Apparently throwing up on his dick didnt convince him to stay away . . . whats the most indirect way of saying "im just going to continue avoiding you"?
I feel like death. And death is wearing a fleece blanket as a dress. And is seriously contemplating wearing this to go get something to eat.
Are you seriously picking mariokart over a blowjob? nott to sound like a bitch but seriously?
she ate the whole pudding cup using only her tongue. i'm considering going lesbian for her
I found your pet lobster in the bathroom this morning. I went to return it to you but it escaped.
we are still finding bottels filled with his pee. tom almost drank the one in the frig
Ive never seen him vulnerable before. He just had surgery and looked so cute on his crutches. like a little baby bird with a broken wing. that i wanted to nurse back to health. with my vagina
She asked the woman in the drive through to cover everything she ordered in mayonnaise, including here chilli cheese fries. Didn't happen. Then she started swerving at the car next to us screaming, asking if they had mayonnaise.
Um please remind me to tell you what happened tonight. It involves wine, pain killers and firing a handgun in our apartment. Legit might be hiding from the cops this weekend.

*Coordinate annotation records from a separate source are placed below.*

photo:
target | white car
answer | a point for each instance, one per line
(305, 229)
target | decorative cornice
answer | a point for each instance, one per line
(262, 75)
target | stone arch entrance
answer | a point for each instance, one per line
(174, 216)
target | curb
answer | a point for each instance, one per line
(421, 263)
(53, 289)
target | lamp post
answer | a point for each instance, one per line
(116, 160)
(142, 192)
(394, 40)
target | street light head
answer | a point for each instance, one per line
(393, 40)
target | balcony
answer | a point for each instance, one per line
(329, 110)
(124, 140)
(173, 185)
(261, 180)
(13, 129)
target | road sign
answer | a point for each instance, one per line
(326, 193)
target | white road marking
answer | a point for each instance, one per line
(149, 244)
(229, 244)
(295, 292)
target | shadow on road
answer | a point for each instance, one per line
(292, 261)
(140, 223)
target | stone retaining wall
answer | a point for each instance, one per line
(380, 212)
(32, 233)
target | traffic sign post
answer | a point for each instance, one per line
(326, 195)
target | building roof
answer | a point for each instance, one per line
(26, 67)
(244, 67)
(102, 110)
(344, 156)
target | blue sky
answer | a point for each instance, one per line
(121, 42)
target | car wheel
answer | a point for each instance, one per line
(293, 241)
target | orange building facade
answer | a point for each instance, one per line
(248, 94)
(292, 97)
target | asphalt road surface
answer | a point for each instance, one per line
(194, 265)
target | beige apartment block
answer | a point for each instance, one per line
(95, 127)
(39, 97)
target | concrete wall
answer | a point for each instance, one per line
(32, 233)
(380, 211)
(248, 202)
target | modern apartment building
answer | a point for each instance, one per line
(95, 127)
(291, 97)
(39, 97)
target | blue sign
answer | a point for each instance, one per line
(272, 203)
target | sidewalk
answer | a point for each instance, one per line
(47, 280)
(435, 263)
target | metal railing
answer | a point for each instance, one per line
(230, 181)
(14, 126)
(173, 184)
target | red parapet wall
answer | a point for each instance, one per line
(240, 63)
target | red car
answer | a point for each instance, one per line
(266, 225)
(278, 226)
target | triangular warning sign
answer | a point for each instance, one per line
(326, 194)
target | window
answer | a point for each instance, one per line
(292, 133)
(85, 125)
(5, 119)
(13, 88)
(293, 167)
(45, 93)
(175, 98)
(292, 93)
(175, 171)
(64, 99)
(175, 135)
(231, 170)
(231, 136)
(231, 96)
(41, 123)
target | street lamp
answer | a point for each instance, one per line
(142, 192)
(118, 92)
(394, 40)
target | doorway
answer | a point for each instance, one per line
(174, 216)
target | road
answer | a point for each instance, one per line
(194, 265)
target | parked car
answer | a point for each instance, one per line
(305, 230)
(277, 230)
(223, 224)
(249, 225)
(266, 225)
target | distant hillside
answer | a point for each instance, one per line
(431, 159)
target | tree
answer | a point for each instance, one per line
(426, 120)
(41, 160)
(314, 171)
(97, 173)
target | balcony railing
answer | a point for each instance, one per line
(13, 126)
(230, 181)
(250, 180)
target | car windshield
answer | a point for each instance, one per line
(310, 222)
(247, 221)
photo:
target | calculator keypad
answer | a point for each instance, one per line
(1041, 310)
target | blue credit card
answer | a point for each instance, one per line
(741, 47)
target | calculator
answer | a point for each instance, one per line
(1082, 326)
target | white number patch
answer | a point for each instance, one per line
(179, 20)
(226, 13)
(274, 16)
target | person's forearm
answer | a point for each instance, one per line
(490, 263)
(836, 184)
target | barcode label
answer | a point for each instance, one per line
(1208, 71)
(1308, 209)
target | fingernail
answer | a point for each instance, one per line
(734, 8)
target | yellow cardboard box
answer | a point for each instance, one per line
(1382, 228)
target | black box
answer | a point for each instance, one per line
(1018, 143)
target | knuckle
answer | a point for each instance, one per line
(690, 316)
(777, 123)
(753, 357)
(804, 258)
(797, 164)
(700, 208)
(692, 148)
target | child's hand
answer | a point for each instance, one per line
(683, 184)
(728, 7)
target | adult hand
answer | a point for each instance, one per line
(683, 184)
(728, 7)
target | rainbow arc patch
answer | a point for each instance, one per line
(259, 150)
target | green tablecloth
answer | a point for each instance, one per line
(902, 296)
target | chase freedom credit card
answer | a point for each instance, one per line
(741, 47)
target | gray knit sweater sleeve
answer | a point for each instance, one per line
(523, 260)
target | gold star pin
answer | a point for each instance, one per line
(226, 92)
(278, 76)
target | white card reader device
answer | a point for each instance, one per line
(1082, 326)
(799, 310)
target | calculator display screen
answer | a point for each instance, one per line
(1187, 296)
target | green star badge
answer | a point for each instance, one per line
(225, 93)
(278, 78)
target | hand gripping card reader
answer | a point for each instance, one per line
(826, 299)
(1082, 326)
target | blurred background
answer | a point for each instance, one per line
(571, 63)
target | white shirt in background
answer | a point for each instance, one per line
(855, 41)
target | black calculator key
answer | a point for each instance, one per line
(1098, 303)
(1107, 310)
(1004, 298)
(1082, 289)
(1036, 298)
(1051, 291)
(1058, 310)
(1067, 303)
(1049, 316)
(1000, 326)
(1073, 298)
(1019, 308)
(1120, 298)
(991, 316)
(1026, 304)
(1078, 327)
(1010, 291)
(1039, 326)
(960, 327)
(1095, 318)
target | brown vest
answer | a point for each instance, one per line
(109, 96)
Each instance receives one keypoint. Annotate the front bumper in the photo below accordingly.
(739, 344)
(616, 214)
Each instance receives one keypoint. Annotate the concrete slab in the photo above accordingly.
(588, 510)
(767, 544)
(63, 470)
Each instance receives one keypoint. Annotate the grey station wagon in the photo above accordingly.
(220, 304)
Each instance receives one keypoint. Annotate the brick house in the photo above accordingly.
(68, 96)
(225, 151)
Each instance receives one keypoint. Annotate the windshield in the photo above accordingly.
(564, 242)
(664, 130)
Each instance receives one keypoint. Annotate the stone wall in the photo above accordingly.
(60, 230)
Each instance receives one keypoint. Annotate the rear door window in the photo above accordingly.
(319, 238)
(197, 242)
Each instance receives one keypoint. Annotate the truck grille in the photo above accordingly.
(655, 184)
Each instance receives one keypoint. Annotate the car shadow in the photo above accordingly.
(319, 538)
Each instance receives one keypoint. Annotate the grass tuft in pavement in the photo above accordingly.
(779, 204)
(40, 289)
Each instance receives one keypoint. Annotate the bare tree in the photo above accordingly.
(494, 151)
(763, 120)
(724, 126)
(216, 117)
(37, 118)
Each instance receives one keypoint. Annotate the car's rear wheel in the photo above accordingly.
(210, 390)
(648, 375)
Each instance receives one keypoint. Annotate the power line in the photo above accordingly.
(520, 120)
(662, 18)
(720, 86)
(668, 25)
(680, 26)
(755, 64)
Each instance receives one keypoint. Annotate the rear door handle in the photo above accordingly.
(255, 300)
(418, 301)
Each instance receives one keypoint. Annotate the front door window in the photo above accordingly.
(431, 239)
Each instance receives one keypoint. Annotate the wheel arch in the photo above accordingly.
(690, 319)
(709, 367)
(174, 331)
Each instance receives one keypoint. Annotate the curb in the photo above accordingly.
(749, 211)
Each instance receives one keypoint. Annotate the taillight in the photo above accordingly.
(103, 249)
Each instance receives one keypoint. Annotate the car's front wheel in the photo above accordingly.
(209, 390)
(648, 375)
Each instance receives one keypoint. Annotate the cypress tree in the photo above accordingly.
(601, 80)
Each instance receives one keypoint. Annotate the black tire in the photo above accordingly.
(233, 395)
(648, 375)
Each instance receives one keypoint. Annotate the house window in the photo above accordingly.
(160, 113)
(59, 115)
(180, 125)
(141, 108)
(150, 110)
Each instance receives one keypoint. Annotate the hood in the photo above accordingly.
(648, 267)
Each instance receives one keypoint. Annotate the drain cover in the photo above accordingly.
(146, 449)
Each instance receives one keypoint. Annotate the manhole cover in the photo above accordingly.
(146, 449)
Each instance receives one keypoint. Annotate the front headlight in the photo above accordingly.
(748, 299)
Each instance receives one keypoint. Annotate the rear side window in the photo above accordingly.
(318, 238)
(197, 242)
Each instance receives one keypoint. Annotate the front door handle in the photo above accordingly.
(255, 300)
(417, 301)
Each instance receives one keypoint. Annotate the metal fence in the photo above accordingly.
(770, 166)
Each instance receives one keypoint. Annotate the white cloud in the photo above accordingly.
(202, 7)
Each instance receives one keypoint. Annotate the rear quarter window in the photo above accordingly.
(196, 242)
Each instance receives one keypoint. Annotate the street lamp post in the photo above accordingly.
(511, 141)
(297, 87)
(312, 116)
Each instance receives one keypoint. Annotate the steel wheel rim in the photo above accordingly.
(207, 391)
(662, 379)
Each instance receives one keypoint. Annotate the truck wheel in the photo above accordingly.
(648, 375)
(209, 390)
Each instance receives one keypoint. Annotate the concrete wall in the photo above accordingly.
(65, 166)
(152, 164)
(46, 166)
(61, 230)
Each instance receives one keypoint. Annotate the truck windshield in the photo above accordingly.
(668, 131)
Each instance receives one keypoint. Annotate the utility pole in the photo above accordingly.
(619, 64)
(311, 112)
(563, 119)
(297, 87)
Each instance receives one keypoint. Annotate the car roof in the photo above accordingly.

Just cause I'm shitfaced wasted every night waking up in random beds all over Manhattan does not mean I'm a mess.
Truth. Respect the hustle.
My walk of shame this morning would have been much less obvious if it hadn't been 6:30 in the morning and I wasn't walking through downtown Nashville in a Steeler jersey.
Only I could host a baby shower where the cops get called.
I think we've entered a low point in our relationship when I'm sending you pictures of pubic hair designs "because they're funny"
I am naked, and drinking straight gin with a flat tonic chaser. I had such greater hopes for myself as a child.
yea...tonic water is fucking gross.
Drunk sex on a hardwood floor is never ever a good idea. Lesson learned.